A much better way is to have activity plans in place in your CRM. The new assistant’s time to transition into their new job and the learning curve will be a very small percentage of what you just went through, which means you save a great deal of time and money.
Some CRMs enable you to have Notes in each task in the activity plan which you can use to describe click-by-click, how to accomplish that task. It can tell how to edit the letter/e-mail for that activity; how to print the report in that activity; what that activity is telling the assistant to do, why they are doing that activity, and so on. The notes section of the activity can be used as a Dynamic Operations Manual. This eliminates a tremendous amount of training time, and eliminates the need for a traditional operations manual for that set of tasks.

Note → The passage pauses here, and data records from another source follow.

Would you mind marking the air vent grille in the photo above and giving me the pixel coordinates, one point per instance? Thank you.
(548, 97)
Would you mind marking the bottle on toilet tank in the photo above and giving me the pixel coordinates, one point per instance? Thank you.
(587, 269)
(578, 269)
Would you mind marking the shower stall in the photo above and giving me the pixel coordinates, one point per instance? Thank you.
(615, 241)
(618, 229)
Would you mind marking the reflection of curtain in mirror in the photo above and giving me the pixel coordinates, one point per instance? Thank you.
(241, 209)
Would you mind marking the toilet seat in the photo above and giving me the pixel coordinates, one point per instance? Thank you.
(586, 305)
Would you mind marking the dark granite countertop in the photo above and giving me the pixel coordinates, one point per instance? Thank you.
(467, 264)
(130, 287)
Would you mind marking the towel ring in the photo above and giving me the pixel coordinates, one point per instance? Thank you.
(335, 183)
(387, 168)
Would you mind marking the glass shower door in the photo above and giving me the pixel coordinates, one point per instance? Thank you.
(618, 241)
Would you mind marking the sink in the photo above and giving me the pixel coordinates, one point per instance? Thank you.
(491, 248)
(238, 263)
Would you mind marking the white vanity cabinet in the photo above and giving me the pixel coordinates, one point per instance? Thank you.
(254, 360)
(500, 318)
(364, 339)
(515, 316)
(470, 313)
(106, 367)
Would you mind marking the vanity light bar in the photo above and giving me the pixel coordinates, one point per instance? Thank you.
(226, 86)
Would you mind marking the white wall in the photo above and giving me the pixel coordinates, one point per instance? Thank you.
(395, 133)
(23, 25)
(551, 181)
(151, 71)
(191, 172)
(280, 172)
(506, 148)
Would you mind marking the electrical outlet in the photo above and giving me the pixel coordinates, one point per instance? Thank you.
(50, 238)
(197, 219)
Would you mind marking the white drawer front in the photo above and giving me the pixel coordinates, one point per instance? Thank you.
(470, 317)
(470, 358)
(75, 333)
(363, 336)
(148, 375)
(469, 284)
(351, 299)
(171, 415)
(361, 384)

The difference is that with a paper operations manual in a small overworked team, it inevitably becomes useless, because it is not kept current. Using the activity plans, and the notes in the activities, means you can edit/change/update that particular activity on the fly, and it is automatically incorporated into any future launch of that plan. It is extremely easy and takes very little time, and therefore it is more likely that the plans will be kept up to date.
Also keep in mind when you are building your activity plans for listings and closings, that they should be extremely comprehensive. The goal is to prevent the outgoing assistant from having anything in their head, that is not in the activity plan. Any task they do regularly for any listing or closing should be a part of the plan. If it’s not set up that way, things will inevitably fall through the cracks because that person is not there to remember to do it. You wind up having to closely supervise the process again until you finally build the plans correctly – comprehensively.
To put it in perspective, the Buyer Closing Plan in my Trans-Plans has 117 tasks in it. So you can expect one that you build to have at least 60 to 80 tasks and probably more. The point is not that it’s a contest to see how many you can cram in there. It’s just that that is how many things you do almost each and every time you close with a buyer. If you do it, it goes in the plan.